L'OFS prélève effectivement de nombreuses données sur les professionnels du domaine de la santé. Or, les effectifs en personnel dans le cadre des soins à domicile, des hôpitaux et des cliniques sont saisies dans des banques de données de structure différente. Les différents relevés ne sont pas compatibles et présentent des lacunes. Des déductions sur les différentes professions, l'âge et le développement professionnel du personnel ne peuvent pour le moment être opérées que de manière restreinte. Dans le domaine ambulatoire, une solide base statistique fait par ailleurs défaut.
Ces lacunes ont été identifiées et des solutions sont à l'examen. Sous la direction de la Conférence suisse des directeurs cantonaux de la santé (CDS), une proposition visant à améliorer le prélèvement des données a été examinée dans le cadre du Masterplan "Formation aux professions des soins". Il est notamment prévu de relever à l'avenir des chiffres clés pour les différentes professions du domaine de la santé. Les cantons pourront sur cette base répondre aux besoins sanitaires et gérer les activités de formation correspondantes. En vertu de l'article 22a de la loi fédérale sur l'assurance-maladie (LAMal, RS 832.10) applicable depuis le 1er janvier 2009, la Confédération dispose nouvellement des bases légales requises pour la collecte de données concernant les fournisseurs de prestations ambulatoires. Le projet MARS (statistiques des soins de base ambulatoires) est de ce fait en préparation : il est axé dans un premier temps sur les hôpitaux et les cabinets médicaux.

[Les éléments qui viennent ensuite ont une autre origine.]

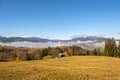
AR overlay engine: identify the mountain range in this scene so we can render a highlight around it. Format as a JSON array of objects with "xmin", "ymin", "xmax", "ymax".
[{"xmin": 0, "ymin": 36, "xmax": 105, "ymax": 49}]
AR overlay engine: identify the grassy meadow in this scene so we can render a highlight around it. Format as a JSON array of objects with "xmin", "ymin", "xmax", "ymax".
[{"xmin": 0, "ymin": 56, "xmax": 120, "ymax": 80}]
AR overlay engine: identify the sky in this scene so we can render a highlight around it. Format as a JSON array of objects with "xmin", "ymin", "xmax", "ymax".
[{"xmin": 0, "ymin": 0, "xmax": 120, "ymax": 39}]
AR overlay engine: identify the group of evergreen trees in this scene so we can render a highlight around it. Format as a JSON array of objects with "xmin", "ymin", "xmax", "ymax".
[{"xmin": 103, "ymin": 38, "xmax": 120, "ymax": 57}]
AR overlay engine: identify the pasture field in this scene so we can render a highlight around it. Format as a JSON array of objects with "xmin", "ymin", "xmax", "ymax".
[{"xmin": 0, "ymin": 56, "xmax": 120, "ymax": 80}]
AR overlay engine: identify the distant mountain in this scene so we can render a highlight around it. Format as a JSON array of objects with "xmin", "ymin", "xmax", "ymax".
[
  {"xmin": 0, "ymin": 36, "xmax": 105, "ymax": 49},
  {"xmin": 0, "ymin": 36, "xmax": 105, "ymax": 43},
  {"xmin": 72, "ymin": 36, "xmax": 105, "ymax": 41}
]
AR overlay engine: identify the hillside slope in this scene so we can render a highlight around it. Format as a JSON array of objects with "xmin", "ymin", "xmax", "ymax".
[{"xmin": 0, "ymin": 56, "xmax": 120, "ymax": 80}]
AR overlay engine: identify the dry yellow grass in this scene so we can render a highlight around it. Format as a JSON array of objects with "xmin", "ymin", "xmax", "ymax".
[{"xmin": 0, "ymin": 56, "xmax": 120, "ymax": 80}]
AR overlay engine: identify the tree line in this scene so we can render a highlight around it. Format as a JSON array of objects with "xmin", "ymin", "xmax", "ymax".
[{"xmin": 0, "ymin": 38, "xmax": 120, "ymax": 61}]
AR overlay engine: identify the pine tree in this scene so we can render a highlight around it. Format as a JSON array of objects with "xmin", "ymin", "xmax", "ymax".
[{"xmin": 117, "ymin": 41, "xmax": 120, "ymax": 57}]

Les données requises sur les professionnels de la santé sont déjà disponibles et des solutions sont à l'étude pour combler les lacunes existantes. Des mesures pour mieux exploiter le potentiel de la main-d'oeuvre indigène ont par ailleurs été engagées. En lien avec la mise en oeuvre de l'article 121a de la Constitution, le Conseil fédéral examine si les mesures prévues doivent être étendues, renforcées ou accélérées, et si des mesures complémentaires sont nécessaires dans d'autres domaines. Le Conseil fédéral estime de ce fait que la demande de l'auteur du postulat est satisfaite.
Le Conseil fédéral propose de rejeter le postulat.